The boutique concept reflects Samiyi’s multi-layered background: a California native of Iranian and Azerbaijan descent, who studied pharmacology (which is perhaps why he uses little sugar in his donuts) and piano before switching gears to study pâtisserie and becoming head pastry chef at the Michelin-starred restaurant Pilgrim in Paris.

Named after the term of endearment he uses to call his mother, Momzi also pays tribute to the matriarchs in his family, with names like Mother of Fig, an homage to his grandmother’s Persian koloocheh fig cake, or Mother of Dragons, made with three types of pistachios.

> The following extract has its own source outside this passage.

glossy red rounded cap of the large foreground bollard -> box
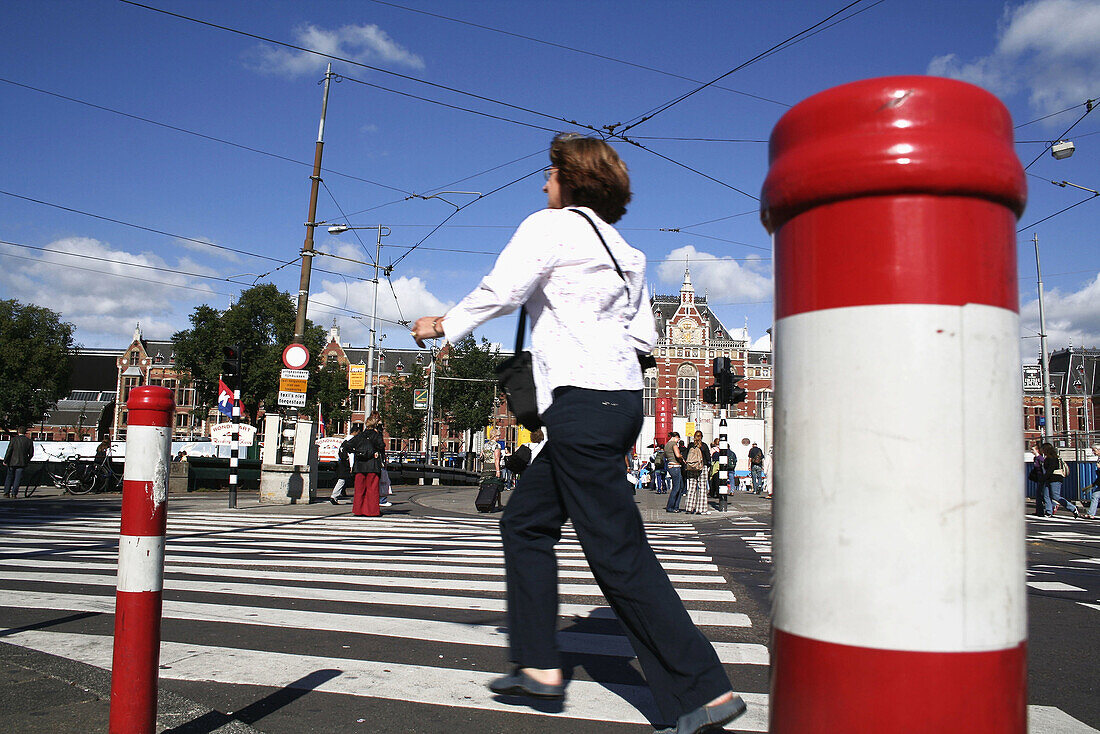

With his friend and business partner Thomas Bellego, a well-connected fashion and jewelry designer, the pair aimed to create an haute couture version of donuts. To mimic luxury fashion boutiques where scarcity translates to exclusivity, only six donuts, three on each side of the 130-square boutique, appear floating against infinity mirrors to create the illusion of plenty.

The slick, stylized photos on Momzi’s Instagram page are shot by high-end fashion photographers who work with Chanel and Dior and are overseen by Bellego who acts as artistic director.

Within just a year of opening in 2022, Samiyi has done luxury collaborations with Balenciaga, Saint Laurent, and LVMH-owned luxury department store La Samaritaine and created a new citrus Christmas donut for Vogue France, which dedicated a spread to Momzi last year.

It’s the kind of buzz that would be the envy of many long-established pastry chefs in Paris.

“I think fashion houses and big brands are always looking for something new and trendy,” Samiyi said. “You do have all these famous pastry chefs in Paris who do wonderful things, but it’s still within the realm of pastry.”

Momzi has also drawn interest from overseas food media in South Korea and Japan, and Samyi has fielded several proposals to open a US outpost of Momzi.

“It’s my goal, I really want to go to the U.S.,” he said. “But at this point it’s more like a five-year plan.”